13 Responses to “The Fifth Color - Civil War Sensationalism!”
  1. jake Says:

    FYI Homberto Ramos (sp?) was the wolvie artist, not Ringo

  2. Mike Nicolai Says:

    Once Hitler enters the discussion, it’s all over. (see Godwin’s Law) If Tony Stark is George Bush, is Red Skull supposed to be Donald Rumsfield or Dick Cheney?

    Is anyone discussing the Atlantis subplot? wasn’t this all supposed to link back to the “Illuminati”, or is that void because it was more than six months ago, and no one can remember that far back?

  3. Billy Ray Says:

    I’m getting a sinking feeling that somehow Loki is involved.

    It would explain a lot.

    It would also tie-in with the new Thor & Omega Flight series.

  4. Ian Says:

    “Once Hitler enters the discussion, it’s all over. (see Godwin’s Law) If Tony Stark is George Bush, is Red Skull supposed to be Donald Rumsfield or Dick Cheney?”

    He’s Dell Rusk.

    “Is anyone discussing the Atlantis subplot? wasn’t this all supposed to link back to the “Illuminati”, or is that void because it was more than six months ago, and no one can remember that far back? ”
    I’m not sure what Atlantis subplot there was beyond the fact that the Atlanteans wanted to arrest Nitro because he killed Namorita. If you mean the business with the sleeper-cell agents in Frontline, no that hasn’t been explained yet.

  5. Squashua Says:

    Two words, True Believers: HATE MONGER

  6. Mike Nicolai Says:

    I was thinking of the Frontline subplot. You know, the foriegners that attack us while our guard is down, uniting our heroes against a common enemy, and reminding everyone of what they are fighting for blah, blah, blah. Frontline has been far and away the most readable part of Civil War, despite sharing a name with my dog’s flea and tick medication. But I never stopped liking Speedball so I may be biased. (I hear the next issue features a juxtoposition of a young super-heroine hiding from pro-registration forces with “The Diary of Anne Frank”. Classy stuff.)

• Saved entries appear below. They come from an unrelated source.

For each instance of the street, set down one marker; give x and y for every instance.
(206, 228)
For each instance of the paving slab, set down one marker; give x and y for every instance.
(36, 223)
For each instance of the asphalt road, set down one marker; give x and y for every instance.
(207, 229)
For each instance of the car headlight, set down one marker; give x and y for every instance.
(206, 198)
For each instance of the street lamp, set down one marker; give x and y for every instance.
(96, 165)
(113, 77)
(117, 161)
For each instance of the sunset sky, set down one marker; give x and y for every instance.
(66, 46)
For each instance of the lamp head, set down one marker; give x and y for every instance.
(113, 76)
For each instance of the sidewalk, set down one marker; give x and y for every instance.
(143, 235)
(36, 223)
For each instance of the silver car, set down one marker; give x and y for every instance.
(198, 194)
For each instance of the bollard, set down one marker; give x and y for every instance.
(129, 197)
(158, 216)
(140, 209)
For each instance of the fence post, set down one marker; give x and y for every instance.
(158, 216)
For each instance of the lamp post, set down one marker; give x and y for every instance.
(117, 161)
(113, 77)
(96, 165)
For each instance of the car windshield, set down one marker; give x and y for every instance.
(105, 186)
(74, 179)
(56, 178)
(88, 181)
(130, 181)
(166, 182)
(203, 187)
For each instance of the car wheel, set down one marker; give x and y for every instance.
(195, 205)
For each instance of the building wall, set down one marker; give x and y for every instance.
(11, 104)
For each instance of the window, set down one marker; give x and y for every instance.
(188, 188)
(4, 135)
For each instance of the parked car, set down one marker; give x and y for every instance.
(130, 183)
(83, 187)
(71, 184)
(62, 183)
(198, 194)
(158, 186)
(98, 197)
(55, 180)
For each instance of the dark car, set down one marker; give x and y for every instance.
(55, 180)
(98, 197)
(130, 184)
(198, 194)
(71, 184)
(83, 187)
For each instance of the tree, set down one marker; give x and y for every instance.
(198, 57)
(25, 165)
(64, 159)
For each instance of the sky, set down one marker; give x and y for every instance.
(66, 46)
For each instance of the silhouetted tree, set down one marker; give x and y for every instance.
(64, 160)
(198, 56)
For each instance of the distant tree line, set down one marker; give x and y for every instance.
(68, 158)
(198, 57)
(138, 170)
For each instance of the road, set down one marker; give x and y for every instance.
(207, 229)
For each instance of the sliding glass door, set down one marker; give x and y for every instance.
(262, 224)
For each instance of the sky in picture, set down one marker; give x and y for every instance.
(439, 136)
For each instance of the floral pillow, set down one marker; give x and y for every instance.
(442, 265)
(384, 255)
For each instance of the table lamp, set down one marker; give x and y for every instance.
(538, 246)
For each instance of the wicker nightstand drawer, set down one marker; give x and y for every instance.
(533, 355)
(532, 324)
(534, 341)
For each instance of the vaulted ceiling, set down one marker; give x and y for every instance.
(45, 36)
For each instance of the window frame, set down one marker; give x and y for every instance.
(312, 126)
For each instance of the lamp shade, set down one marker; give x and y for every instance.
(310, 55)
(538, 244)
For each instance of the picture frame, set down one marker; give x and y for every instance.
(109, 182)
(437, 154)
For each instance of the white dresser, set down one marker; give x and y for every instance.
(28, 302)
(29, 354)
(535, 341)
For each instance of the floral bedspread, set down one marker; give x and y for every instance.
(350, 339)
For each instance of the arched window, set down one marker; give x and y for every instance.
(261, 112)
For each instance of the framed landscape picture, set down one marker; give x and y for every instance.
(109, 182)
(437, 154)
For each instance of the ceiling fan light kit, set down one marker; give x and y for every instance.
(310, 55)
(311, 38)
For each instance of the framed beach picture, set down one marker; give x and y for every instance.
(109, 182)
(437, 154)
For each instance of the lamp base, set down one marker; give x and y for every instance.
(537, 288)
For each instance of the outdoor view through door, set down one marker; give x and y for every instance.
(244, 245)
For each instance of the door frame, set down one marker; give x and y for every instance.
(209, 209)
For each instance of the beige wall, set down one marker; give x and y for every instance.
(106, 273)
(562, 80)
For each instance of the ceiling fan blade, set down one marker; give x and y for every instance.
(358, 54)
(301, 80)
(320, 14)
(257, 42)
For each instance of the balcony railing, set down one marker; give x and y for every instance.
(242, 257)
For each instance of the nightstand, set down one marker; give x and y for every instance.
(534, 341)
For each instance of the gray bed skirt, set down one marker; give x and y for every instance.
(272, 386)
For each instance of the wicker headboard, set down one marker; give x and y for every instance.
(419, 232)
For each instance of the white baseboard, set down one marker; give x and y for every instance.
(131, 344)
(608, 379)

    Isn’t the Hate Monger a little busy with his legislation banning mutant civil unions?

  7. Chris Laffoon Says:

    Wait..I’m gonna faint…someone wrote something almost pleasant regarding the Civil War. Bout F#$%ing time. Thought I was the only one.

  8. Dan Coyle Says:

    Let me third that emotion by saying Front Line is one of the best comics I’ve read this year.

  9. Tuckenie Says:

    So what’s the reaction going to be like when the registration forces win?

  10. Dan Coyle Says:

    “Same thing we always do, Chief. Fight ‘em ’till we can’t.”

  11. Scott Harris Says:

    I always thought it was kind of weird that neither Steve nor Tony ever brought up the whole Dell Rusk thing. Surely the fact that the Red Skull successfully became Secretary of State and engineered a massive attack on the US should factor into whether you trust the government to have all this information on and control over every superhuman out there.

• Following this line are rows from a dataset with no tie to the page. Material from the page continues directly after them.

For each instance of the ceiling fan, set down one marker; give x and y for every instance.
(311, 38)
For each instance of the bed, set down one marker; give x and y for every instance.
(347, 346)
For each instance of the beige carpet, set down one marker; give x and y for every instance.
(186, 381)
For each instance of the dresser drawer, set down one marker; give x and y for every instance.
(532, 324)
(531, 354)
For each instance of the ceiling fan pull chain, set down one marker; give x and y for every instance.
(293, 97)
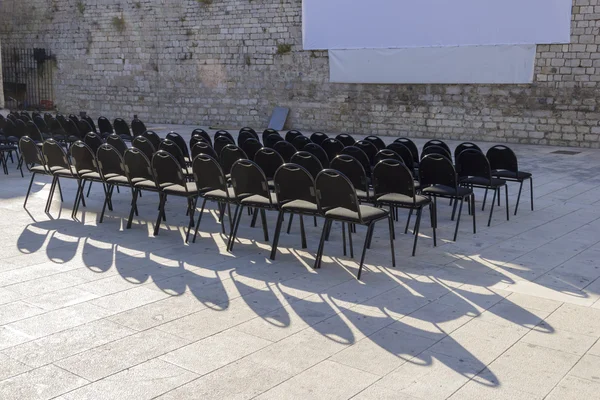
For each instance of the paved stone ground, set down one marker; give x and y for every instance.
(94, 311)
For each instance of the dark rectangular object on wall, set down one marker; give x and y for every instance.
(278, 118)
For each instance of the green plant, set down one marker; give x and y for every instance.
(284, 48)
(80, 7)
(119, 23)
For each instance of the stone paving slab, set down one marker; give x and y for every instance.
(94, 311)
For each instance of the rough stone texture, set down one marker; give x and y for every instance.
(217, 63)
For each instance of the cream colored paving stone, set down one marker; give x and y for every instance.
(573, 388)
(40, 384)
(66, 343)
(216, 351)
(113, 357)
(240, 380)
(383, 351)
(144, 381)
(10, 367)
(326, 380)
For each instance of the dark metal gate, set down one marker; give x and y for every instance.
(27, 78)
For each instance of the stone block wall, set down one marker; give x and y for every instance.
(229, 62)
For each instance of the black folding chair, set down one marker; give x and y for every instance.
(504, 165)
(338, 202)
(296, 194)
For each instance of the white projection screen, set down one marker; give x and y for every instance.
(434, 65)
(377, 24)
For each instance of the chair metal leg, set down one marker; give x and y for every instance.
(492, 208)
(302, 232)
(458, 219)
(362, 258)
(136, 192)
(518, 198)
(29, 189)
(277, 233)
(263, 219)
(531, 191)
(417, 227)
(506, 199)
(200, 219)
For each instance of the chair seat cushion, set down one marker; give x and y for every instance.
(447, 191)
(367, 213)
(404, 200)
(260, 201)
(300, 206)
(219, 194)
(504, 173)
(180, 190)
(481, 181)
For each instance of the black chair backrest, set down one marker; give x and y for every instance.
(346, 139)
(167, 169)
(318, 137)
(300, 142)
(54, 155)
(292, 182)
(153, 138)
(171, 147)
(117, 142)
(121, 127)
(472, 162)
(30, 151)
(291, 135)
(137, 166)
(269, 161)
(224, 133)
(41, 124)
(208, 174)
(104, 125)
(435, 150)
(411, 146)
(248, 179)
(332, 147)
(203, 148)
(229, 155)
(179, 141)
(502, 158)
(285, 149)
(243, 136)
(387, 154)
(84, 127)
(352, 169)
(202, 133)
(369, 148)
(250, 147)
(464, 146)
(110, 161)
(308, 161)
(137, 127)
(266, 134)
(272, 139)
(361, 156)
(436, 169)
(404, 152)
(436, 142)
(376, 141)
(318, 152)
(334, 190)
(392, 176)
(84, 159)
(144, 145)
(33, 132)
(93, 141)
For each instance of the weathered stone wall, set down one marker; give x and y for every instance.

    Suppose the SHRA had passed before Dell Rusk - wouldn’t he have had access to the files and the ability to have SHIELD commandeer registered superhumans? With no independent superhumans, it would have been game over…

    But no, Cap and Iron Man need to argue with rhetoric, not facts.

  12. Ron Says:

    “Front Line is one of the best comics I’ve read this year.”

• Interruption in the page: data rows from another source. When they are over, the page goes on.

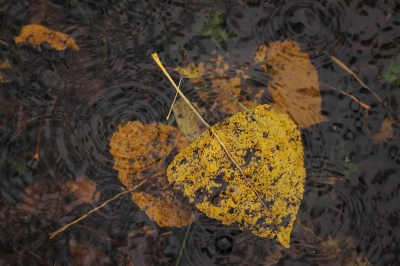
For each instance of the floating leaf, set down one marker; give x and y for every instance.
(216, 75)
(187, 120)
(294, 85)
(391, 73)
(6, 72)
(36, 34)
(82, 188)
(212, 25)
(270, 154)
(187, 68)
(139, 151)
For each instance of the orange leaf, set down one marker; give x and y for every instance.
(36, 34)
(294, 85)
(139, 151)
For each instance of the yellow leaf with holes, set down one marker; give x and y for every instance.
(140, 151)
(223, 82)
(294, 85)
(37, 34)
(270, 154)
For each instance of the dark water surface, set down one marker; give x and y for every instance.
(66, 105)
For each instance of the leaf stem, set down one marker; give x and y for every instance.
(157, 59)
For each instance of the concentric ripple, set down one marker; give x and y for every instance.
(317, 26)
(212, 243)
(146, 100)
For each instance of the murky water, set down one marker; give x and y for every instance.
(59, 110)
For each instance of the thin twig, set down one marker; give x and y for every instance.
(176, 95)
(95, 209)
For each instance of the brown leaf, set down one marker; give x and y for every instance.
(218, 76)
(36, 34)
(139, 151)
(294, 85)
(143, 248)
(83, 188)
(385, 133)
(270, 154)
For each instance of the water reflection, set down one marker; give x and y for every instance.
(65, 105)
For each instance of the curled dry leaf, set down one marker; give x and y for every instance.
(294, 85)
(385, 133)
(270, 154)
(139, 152)
(82, 188)
(215, 76)
(36, 34)
(187, 121)
(143, 248)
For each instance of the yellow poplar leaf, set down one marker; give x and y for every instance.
(36, 34)
(270, 154)
(83, 188)
(139, 151)
(294, 84)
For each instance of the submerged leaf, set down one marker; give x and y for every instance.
(139, 151)
(385, 133)
(270, 153)
(294, 85)
(187, 68)
(36, 34)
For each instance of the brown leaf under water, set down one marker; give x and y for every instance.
(143, 248)
(36, 34)
(139, 152)
(82, 188)
(385, 133)
(214, 76)
(270, 154)
(187, 121)
(294, 85)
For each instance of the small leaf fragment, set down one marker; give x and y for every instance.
(294, 85)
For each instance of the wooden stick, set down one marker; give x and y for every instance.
(337, 61)
(95, 209)
(157, 59)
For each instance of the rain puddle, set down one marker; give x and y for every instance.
(296, 162)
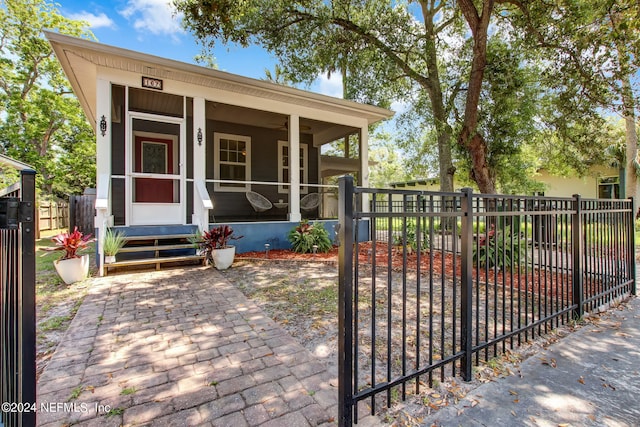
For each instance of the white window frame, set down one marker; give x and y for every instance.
(616, 181)
(304, 167)
(221, 186)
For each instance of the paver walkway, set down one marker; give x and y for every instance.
(181, 347)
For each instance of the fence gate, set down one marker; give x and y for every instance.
(17, 303)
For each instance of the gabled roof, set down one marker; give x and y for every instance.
(81, 58)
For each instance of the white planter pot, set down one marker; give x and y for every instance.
(223, 258)
(73, 270)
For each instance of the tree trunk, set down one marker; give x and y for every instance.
(631, 137)
(446, 170)
(469, 138)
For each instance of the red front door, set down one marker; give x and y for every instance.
(155, 156)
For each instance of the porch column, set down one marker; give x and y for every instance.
(103, 164)
(294, 168)
(364, 164)
(201, 202)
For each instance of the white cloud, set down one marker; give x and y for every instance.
(153, 17)
(331, 86)
(95, 21)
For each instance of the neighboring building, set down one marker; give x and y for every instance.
(179, 144)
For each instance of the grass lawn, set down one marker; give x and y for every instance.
(56, 302)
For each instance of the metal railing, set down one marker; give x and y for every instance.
(17, 303)
(451, 280)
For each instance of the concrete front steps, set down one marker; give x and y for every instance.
(155, 245)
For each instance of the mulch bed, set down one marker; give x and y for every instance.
(537, 281)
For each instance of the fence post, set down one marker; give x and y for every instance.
(577, 249)
(466, 285)
(28, 295)
(345, 314)
(632, 249)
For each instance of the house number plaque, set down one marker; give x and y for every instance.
(151, 83)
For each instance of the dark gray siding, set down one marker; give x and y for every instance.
(264, 167)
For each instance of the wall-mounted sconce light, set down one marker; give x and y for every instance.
(103, 125)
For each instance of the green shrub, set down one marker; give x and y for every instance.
(304, 236)
(498, 249)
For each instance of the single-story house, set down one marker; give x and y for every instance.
(179, 145)
(601, 182)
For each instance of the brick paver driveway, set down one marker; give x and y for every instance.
(180, 347)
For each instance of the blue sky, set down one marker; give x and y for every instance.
(150, 26)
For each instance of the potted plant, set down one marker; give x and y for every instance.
(113, 242)
(71, 267)
(214, 245)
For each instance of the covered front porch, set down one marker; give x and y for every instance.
(182, 145)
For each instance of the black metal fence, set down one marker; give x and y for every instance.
(17, 303)
(449, 280)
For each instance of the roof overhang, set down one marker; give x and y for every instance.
(81, 60)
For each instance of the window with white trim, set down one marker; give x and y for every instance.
(284, 166)
(232, 161)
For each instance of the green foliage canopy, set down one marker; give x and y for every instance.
(41, 122)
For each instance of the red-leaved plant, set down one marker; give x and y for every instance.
(70, 243)
(216, 238)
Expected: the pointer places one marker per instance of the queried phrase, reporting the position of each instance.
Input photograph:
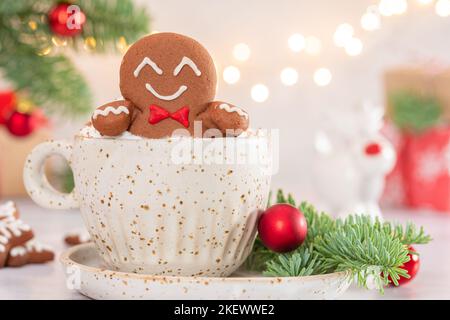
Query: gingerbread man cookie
(168, 82)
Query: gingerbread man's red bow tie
(158, 114)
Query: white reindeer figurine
(351, 161)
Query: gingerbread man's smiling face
(170, 71)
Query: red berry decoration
(65, 20)
(412, 267)
(20, 124)
(282, 228)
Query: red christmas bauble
(66, 19)
(20, 124)
(7, 105)
(282, 228)
(412, 266)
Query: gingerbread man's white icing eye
(147, 62)
(187, 62)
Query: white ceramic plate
(85, 273)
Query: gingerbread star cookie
(168, 82)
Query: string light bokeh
(346, 36)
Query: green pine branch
(108, 20)
(360, 245)
(413, 112)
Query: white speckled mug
(150, 213)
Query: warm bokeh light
(322, 77)
(296, 42)
(354, 47)
(259, 93)
(241, 52)
(343, 34)
(231, 74)
(313, 46)
(370, 21)
(443, 8)
(289, 76)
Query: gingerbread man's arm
(229, 119)
(113, 118)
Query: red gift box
(421, 177)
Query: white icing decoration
(10, 227)
(3, 242)
(186, 61)
(230, 109)
(180, 91)
(109, 109)
(91, 132)
(147, 61)
(7, 209)
(18, 251)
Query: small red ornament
(372, 149)
(282, 228)
(412, 266)
(20, 124)
(7, 105)
(66, 19)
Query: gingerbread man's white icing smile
(184, 62)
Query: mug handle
(36, 182)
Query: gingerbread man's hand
(229, 119)
(113, 118)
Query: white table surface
(48, 281)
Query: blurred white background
(265, 26)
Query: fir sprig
(413, 112)
(366, 248)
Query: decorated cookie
(75, 238)
(168, 81)
(31, 252)
(16, 231)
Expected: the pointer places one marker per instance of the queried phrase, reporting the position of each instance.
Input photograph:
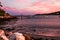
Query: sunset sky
(31, 6)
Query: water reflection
(48, 27)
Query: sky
(32, 6)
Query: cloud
(33, 5)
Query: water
(44, 26)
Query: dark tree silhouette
(1, 5)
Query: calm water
(44, 26)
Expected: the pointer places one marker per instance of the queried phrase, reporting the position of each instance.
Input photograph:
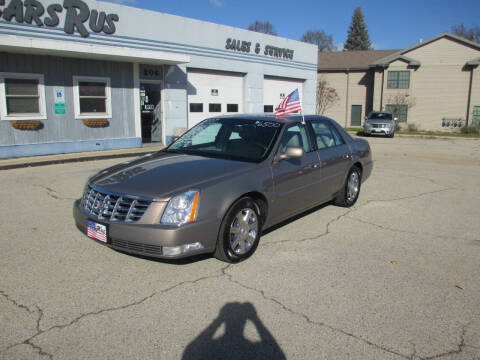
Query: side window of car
(338, 138)
(295, 136)
(323, 135)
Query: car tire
(349, 194)
(239, 232)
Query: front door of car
(334, 153)
(296, 180)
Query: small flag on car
(290, 104)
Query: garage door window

    I wouldn’t have been with you even at the beginning, as I find the closing passages which try to imbue Marvel’s annual crossover event with historical resonance ham-fisted, but that cheap, exploitative swipe of the image of Lee Harvey Oswald’s murder was the sharkjump for me.

    It’s not ALL bad–the stuff with the journalists is, I think, reasonably well developed–but frankly the best attempts at making comic stories allegorical interpretations of current events are the ones that don’t beat you over the head with all their fancy parallels.

  13. anonymous? Says:

    of course you guys have read the issue of Front Line where Normas Osborn is talking to a shadowy figure, and i think that’s the main man, the man behind all this war. and i think, and this is just my speculation, that it’s Mr. Fantastic, i might be wrong but if you can see, the table where he give Norman the syrum is a long table, and he’s giving it to him without even standing up. could be a lead. it couldn’t explain alot of things but, there’s a possibility. what do you guys think?